そのため例えば両親と同居している本人が仮に無職であって所得が全く無かったとしてもその両親に基準を超える所得があるのであれば他の免除要件に該当しない限りは保険料の免除の対象とならないということになります。子供の年金保険料も支払わなくてはいけない親御さんにしてみれば迷惑な話かもしれませんよね。そのような問題を想定してか、国では免除制度とは別の「納付猶予制度」というものを設けています。
納付猶予制度とは学生の納付特例の対象者は大学生のほかにも一部の専門学校や夜間部の大学生も対象となります。国民年金は日本国内に住所を有している20歳以上60歳未満が対象となっており学生であっても、無職であっても加入しなければなりません。そして年金保険料を払う義務があるのです。学生や20代の方は、収入が少ないことが多いのですが親と同居している場合も多いため先ほどの免除の基準だと対象にならないことも多分、少なくないと思われます。そういった点から学生の方には、「保険料の納付特例」があり。30歳未満の方には、「保険料納付猶予制度」という免除制度よりもハードルを低めにした制度が創設されました。
国民年金は、20歳以上から60歳未満のすべての国民が加入しています。老齢・障害・死亡などの保険に該当した時に基礎年金を支給するといった公的年金制度のことです。そして、その目的として、老齢・障害・死亡等による所得の喪失・減少によって国民生活の安定が損なわれることを、国民の共同連帯によって防止します。健全な国民生活の維持したり向上に寄与することを目的とした公的年金制度なのです。そのため国民年金は、基本的に全ての国民が加入する必要があるのです。
また、国民年金の被険者は、職業・就労形態や保険料の納めている方で国民年金・厚生年金・共済年金の3種類に分かれます。国民年金は自営業やフリーター・農業・学生などとさまざまな人々が加入しています。ちなみに厚生年金は、会社に勤めているサラリーマンやOLなどが加入の対象になっています。それから、共済年金は公務員が加入しています。また、国民年金は基礎年金になりますので、厚生年金・共済年金の被用者保険に加入している方は、それと同時に国民年金に加入します。こうして先述した通り、「国民年金は全ての国民が加入する」ということになります。

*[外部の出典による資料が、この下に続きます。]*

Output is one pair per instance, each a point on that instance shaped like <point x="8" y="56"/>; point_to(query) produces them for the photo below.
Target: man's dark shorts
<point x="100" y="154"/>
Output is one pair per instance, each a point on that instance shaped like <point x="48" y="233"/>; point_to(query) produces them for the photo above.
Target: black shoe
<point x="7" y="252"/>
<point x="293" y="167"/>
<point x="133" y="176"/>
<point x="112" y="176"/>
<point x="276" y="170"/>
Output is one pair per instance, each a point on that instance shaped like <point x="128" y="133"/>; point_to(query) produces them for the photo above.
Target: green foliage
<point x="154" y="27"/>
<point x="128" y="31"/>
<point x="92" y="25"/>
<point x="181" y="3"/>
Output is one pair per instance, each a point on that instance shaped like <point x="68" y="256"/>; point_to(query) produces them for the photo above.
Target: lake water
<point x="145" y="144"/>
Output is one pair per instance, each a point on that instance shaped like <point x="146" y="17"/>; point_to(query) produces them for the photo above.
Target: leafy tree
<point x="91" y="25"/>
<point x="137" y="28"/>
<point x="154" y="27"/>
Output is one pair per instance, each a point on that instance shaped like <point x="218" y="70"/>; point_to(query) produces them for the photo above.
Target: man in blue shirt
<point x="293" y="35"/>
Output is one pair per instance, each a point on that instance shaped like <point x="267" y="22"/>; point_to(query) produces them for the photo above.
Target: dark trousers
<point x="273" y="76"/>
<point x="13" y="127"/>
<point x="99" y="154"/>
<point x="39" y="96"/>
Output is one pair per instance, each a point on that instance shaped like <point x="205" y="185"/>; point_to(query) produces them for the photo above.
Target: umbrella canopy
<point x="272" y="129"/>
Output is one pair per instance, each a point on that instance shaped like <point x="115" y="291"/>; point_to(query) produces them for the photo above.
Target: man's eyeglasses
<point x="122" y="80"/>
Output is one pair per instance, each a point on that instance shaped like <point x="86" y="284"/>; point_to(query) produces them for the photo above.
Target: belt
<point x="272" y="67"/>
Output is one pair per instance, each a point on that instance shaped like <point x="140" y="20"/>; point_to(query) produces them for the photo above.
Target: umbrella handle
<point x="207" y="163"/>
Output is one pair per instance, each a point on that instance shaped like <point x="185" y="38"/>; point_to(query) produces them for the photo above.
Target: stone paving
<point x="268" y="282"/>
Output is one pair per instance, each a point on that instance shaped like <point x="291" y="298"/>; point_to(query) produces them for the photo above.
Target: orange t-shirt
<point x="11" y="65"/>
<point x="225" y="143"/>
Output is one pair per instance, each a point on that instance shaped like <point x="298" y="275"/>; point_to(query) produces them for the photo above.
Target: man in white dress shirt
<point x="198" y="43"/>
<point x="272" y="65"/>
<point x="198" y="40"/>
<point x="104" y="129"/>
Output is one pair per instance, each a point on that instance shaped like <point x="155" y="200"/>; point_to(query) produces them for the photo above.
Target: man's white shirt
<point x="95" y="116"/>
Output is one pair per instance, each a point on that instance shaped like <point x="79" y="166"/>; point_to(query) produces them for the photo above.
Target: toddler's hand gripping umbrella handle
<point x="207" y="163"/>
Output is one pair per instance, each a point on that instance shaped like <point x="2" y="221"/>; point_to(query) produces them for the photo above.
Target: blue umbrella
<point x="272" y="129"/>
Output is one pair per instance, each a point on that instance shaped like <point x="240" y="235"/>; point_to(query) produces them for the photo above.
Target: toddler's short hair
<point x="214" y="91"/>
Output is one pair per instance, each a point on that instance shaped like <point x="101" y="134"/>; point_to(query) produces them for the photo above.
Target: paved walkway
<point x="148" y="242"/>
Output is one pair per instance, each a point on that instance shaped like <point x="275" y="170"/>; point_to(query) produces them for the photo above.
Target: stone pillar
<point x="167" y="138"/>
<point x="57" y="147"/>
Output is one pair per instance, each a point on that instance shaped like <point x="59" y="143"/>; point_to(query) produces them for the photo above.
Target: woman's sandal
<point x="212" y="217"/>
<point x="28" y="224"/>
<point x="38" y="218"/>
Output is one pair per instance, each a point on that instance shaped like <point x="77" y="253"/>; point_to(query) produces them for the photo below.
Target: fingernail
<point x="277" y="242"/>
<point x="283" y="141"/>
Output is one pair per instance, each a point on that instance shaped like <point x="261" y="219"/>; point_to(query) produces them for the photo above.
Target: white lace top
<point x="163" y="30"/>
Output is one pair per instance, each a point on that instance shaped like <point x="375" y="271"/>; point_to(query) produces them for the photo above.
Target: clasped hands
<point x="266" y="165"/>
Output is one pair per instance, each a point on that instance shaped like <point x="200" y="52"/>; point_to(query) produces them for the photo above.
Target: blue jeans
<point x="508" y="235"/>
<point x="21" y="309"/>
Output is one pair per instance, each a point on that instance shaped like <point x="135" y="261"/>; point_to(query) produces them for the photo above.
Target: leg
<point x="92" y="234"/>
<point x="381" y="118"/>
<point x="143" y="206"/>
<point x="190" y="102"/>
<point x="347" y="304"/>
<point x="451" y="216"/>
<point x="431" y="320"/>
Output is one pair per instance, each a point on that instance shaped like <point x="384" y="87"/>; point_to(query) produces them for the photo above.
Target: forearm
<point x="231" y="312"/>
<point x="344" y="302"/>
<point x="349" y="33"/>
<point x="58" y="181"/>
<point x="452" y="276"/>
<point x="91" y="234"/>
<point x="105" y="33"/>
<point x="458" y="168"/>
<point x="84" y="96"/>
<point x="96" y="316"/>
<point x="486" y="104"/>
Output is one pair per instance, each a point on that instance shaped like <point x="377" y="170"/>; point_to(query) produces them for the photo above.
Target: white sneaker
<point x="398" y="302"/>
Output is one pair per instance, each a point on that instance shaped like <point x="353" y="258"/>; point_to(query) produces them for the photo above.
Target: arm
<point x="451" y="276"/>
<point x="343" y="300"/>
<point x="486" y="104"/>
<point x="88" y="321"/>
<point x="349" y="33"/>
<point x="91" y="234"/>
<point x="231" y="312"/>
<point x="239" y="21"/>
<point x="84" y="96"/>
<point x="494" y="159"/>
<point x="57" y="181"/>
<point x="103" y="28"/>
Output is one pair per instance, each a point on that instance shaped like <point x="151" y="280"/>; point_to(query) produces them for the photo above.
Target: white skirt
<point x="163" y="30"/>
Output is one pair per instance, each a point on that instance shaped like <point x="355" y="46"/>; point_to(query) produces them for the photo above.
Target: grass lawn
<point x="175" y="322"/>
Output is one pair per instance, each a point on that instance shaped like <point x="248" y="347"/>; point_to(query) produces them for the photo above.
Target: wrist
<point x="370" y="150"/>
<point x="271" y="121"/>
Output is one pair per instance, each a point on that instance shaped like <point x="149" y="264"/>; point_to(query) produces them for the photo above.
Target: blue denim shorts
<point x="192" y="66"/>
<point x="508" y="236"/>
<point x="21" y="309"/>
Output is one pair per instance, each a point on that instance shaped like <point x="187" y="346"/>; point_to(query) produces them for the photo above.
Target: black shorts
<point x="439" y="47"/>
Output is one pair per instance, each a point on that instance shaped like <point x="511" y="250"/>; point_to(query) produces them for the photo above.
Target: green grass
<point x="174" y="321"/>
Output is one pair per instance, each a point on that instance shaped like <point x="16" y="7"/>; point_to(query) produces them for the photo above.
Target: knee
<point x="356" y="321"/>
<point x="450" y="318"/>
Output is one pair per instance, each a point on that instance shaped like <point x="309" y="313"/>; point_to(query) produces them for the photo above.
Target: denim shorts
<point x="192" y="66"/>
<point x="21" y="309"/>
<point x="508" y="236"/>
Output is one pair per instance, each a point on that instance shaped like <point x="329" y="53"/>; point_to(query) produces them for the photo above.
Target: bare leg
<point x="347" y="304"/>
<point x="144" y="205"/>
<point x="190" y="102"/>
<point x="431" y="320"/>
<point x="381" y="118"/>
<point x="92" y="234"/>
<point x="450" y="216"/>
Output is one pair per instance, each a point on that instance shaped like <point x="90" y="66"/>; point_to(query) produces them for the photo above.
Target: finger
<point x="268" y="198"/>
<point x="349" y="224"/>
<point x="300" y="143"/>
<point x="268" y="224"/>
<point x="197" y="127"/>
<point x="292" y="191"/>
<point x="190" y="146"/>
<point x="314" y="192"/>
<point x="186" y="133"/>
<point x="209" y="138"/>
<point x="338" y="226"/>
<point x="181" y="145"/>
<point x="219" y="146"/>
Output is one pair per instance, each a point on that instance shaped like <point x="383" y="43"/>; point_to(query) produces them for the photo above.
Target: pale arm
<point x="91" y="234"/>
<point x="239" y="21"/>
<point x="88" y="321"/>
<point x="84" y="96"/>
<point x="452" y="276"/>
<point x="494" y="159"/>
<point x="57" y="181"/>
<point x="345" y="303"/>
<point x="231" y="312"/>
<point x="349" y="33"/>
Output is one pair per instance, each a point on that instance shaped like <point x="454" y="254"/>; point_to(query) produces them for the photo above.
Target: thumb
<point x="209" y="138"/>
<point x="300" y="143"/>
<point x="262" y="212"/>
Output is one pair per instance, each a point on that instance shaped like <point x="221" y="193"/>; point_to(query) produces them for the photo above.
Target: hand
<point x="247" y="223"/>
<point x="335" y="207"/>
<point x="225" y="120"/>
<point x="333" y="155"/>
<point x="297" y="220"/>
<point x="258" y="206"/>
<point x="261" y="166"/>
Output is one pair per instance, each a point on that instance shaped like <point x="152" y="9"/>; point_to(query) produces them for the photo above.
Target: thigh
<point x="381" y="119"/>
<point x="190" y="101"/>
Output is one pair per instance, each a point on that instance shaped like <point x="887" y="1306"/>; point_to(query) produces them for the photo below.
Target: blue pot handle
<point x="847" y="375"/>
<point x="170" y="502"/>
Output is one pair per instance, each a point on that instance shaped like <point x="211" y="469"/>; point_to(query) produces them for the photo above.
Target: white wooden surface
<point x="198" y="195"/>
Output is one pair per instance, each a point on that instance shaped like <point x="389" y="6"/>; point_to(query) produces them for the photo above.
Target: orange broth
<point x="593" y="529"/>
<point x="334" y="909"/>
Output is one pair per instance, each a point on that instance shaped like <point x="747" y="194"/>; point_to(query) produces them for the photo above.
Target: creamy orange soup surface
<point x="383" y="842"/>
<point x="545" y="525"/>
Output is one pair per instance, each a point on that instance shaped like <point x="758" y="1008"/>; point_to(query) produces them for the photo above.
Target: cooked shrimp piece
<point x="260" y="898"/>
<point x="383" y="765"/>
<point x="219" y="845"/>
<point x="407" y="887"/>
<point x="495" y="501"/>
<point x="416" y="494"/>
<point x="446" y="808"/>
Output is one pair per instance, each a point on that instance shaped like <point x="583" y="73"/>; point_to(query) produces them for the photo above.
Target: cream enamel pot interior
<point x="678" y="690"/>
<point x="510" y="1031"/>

現在では、国民年金(基礎年金)の受給は基本的に65歳からになっておりますが、本人の希望で60歳からでも受給することが可能です。しかしその場合には、65歳から受給する年金額より減額されてしまいます。その減額率は、受給を希望し請求した月から65歳になる月の前月までの月数に応じ、1ヶ月減るごとに0.5%ずつ低くなっています。このように繰り上げ請求を行う月により、減額率は異なることになります。そして65歳以前から受給を希望した場合には、その減額は一生続くことになってしまいます。このように国民年金を早めに受給する場合は、以上のような点を注意して受けることが大切です。